What you were experiencing was a) probably real and b) due to the conductive properties of the ring , not magnetic.

Oversimplification: Moving a conductor in a magnetic field or vice versa indices current in the conductor , resistance in the conductor results in heat.

The main field in an MRI is static but there are a lot of other fields moving around…

Similar happens on your body also (eddy currents) and deeper tissue gets energy which has to be controlled for - it can cause stimulation in peripheral nerves and heating .

> little to no magnetic effects

Whether or not it’s a conductor is probably more of a concern. The loop likely wouldn’t be large enough to cause any drama though.

Fun fact: metal being ripped away isn't the only negative effect possible, it can also heat up and burn you! (Why did I think this was fun again?)

https://www.sciencedirect.com/science/article/pii/S193004331...

https://www.washingtonpost.com/wellness/2023/07/26/mri-yoga-...

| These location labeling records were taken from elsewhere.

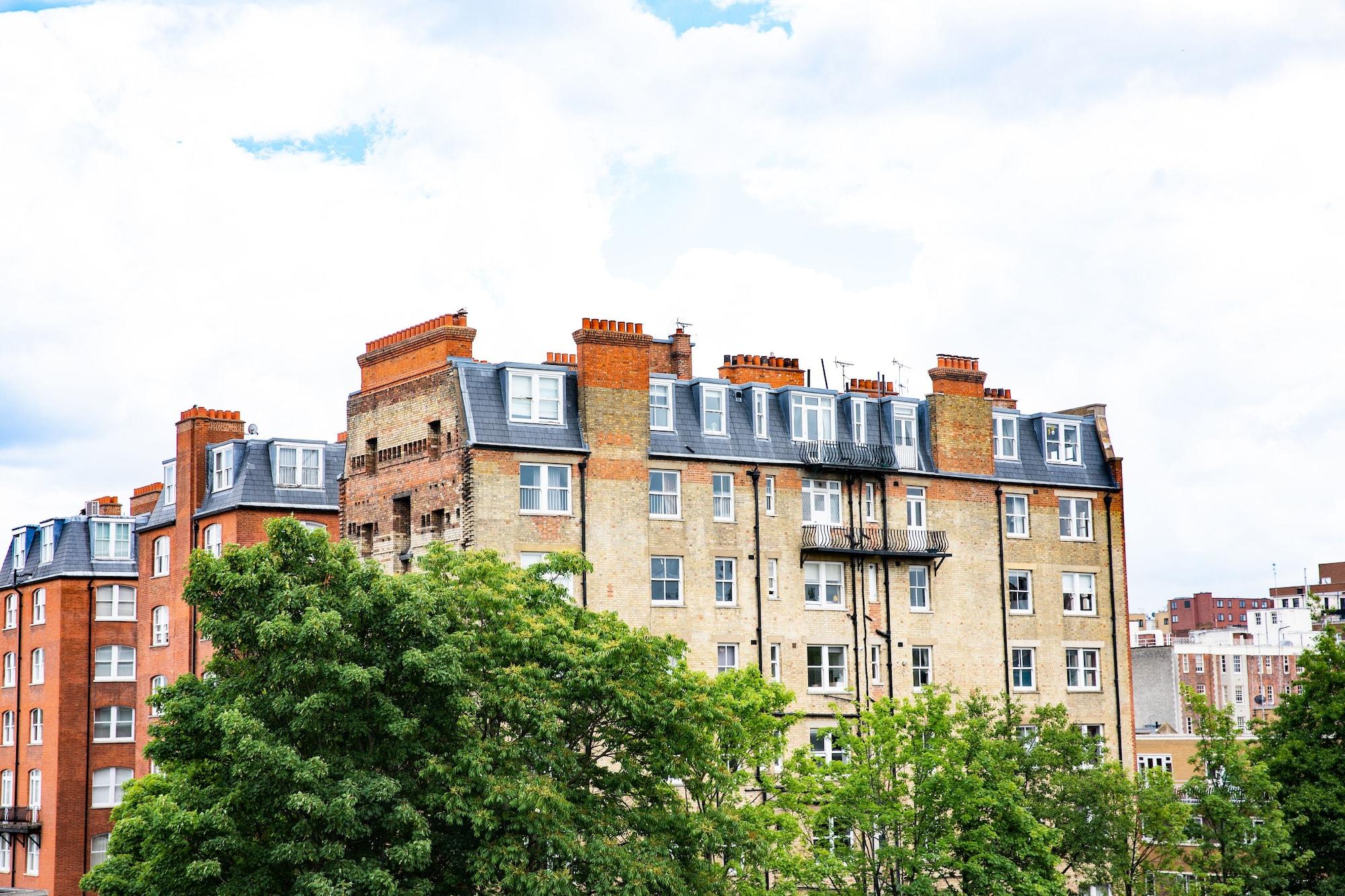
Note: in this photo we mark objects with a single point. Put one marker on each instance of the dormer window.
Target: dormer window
(813, 417)
(223, 466)
(1007, 438)
(299, 467)
(536, 397)
(714, 416)
(661, 404)
(1063, 442)
(111, 540)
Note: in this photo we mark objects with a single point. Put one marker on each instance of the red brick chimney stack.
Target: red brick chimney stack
(769, 369)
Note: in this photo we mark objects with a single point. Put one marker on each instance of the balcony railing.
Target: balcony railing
(847, 454)
(876, 540)
(20, 818)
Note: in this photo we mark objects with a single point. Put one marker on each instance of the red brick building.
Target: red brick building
(95, 622)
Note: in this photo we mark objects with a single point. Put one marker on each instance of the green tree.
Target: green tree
(1304, 749)
(462, 729)
(930, 798)
(1242, 838)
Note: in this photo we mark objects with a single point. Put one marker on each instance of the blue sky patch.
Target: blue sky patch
(685, 15)
(345, 145)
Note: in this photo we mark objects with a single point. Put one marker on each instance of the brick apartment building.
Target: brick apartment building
(95, 622)
(851, 544)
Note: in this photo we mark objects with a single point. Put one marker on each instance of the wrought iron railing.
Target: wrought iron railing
(875, 540)
(848, 454)
(21, 817)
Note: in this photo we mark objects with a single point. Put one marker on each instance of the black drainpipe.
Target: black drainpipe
(584, 526)
(192, 639)
(1116, 659)
(755, 474)
(88, 791)
(1004, 588)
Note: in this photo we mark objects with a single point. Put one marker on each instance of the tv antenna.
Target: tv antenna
(902, 378)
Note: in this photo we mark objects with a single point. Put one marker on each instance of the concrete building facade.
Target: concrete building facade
(852, 544)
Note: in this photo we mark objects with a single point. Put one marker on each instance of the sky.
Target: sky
(1135, 204)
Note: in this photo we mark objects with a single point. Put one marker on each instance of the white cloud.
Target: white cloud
(1137, 204)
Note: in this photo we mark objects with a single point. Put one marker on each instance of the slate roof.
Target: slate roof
(489, 424)
(255, 483)
(73, 553)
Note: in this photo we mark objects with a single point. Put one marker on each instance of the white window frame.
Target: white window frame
(116, 546)
(213, 537)
(1078, 669)
(223, 469)
(547, 493)
(1073, 594)
(159, 626)
(723, 395)
(831, 493)
(1009, 577)
(162, 552)
(1005, 436)
(822, 409)
(1075, 518)
(662, 561)
(116, 657)
(535, 415)
(118, 602)
(1013, 521)
(110, 786)
(115, 717)
(49, 544)
(922, 666)
(1056, 448)
(922, 588)
(722, 502)
(1017, 655)
(824, 576)
(827, 666)
(661, 389)
(302, 467)
(669, 497)
(726, 581)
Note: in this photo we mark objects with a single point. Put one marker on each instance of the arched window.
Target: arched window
(161, 626)
(114, 724)
(155, 684)
(115, 662)
(108, 784)
(215, 540)
(116, 603)
(162, 556)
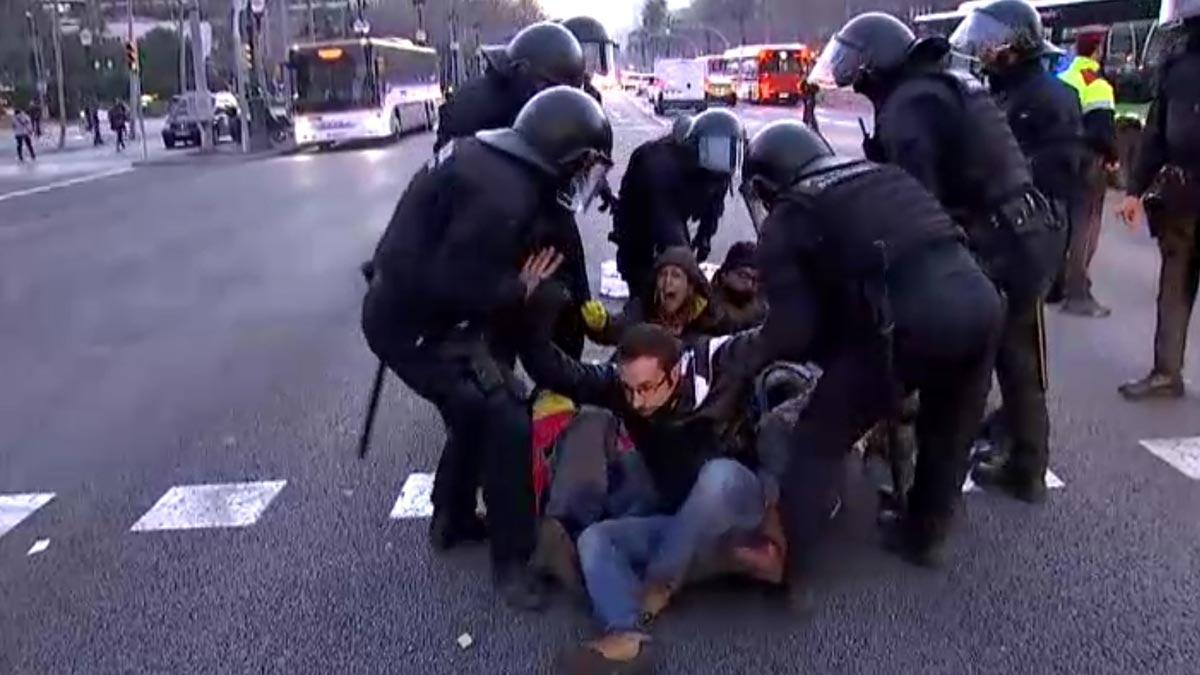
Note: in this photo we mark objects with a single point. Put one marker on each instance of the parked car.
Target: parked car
(183, 129)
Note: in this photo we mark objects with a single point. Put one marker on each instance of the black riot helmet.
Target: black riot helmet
(779, 156)
(718, 139)
(1000, 34)
(565, 133)
(546, 54)
(868, 48)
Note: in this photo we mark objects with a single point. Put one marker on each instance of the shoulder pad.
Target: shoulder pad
(820, 183)
(963, 81)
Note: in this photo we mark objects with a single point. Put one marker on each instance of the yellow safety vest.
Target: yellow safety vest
(1095, 91)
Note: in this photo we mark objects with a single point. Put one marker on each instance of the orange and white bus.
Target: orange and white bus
(769, 73)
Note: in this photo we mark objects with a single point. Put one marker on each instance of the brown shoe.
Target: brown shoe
(557, 557)
(615, 653)
(654, 599)
(1153, 386)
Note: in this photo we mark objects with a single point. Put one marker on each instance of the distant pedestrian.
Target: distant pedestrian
(809, 97)
(35, 114)
(118, 117)
(94, 124)
(23, 129)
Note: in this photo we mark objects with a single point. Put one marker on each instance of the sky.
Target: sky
(617, 16)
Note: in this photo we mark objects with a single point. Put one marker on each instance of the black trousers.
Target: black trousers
(489, 431)
(945, 350)
(23, 143)
(1179, 242)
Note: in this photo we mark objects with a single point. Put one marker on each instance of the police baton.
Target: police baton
(372, 407)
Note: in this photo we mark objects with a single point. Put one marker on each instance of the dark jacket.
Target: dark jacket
(489, 101)
(660, 193)
(456, 242)
(1048, 123)
(1173, 125)
(948, 133)
(826, 258)
(679, 437)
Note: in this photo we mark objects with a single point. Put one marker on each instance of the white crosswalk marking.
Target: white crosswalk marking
(195, 507)
(1053, 483)
(1181, 453)
(15, 508)
(414, 497)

I got my third MRI after having a titanium plate put in my neck, and wow was I more nervous that time than the earlier two times. I made the tech let me test the panic button to prove it worked. Of course there was no problem with the MRI.
I asked about mine, and they said it was fine for the 1.5-tesla machine but they probably would have had me remove it for the 3-tesla one. I did feel it pulsing, but not noticebly warmer.
One of the things MRI do to create images is to pulse magnetic fields during imaging. These pulses are far weaker than the main field but will cause vibration of metals due to Lenz's and Faraday's laws. As the magnetic field changes it induces current in the ring, current in the ring interacts with the magnetic field to produce a (small) force on the ring. If you were getting a head/brain scan in a typical MRI your hand will lie near the locations within the scanner that see the largest swings in magnetic field. Beyond the vibration, rings are generally too small to be a heating issue even at 3T.

Best practice for at least a decade is to always remove all rings and all jewelry and failure to detect rings or other jewelry is generally seen to indicate a problem in screening. That is... if a radiologist sees evidence of a ring on the images there better be an explanation. The reality is that particularly older people have not removed their rings in decades and their joint disease may have expanded so much that it simply cannot be removed and the risk/benefit doesn't justify damaging the ring nor denying them the benefits of a scan. But if the patient can't take the ring off, the magnet wont either.

Just for reference, people get head scans with braces pretty regularly and it's not considered a safety issue. Braces and rings can affect image quality though so that's usually the concern. So if the ring is near the body part being imaged you'd probably be asked to remove it because they'll easily cause undesired issues (in, say, roughly a 3-6inch radius) that can result in images that radiologists deem unusable for making a diagnosis.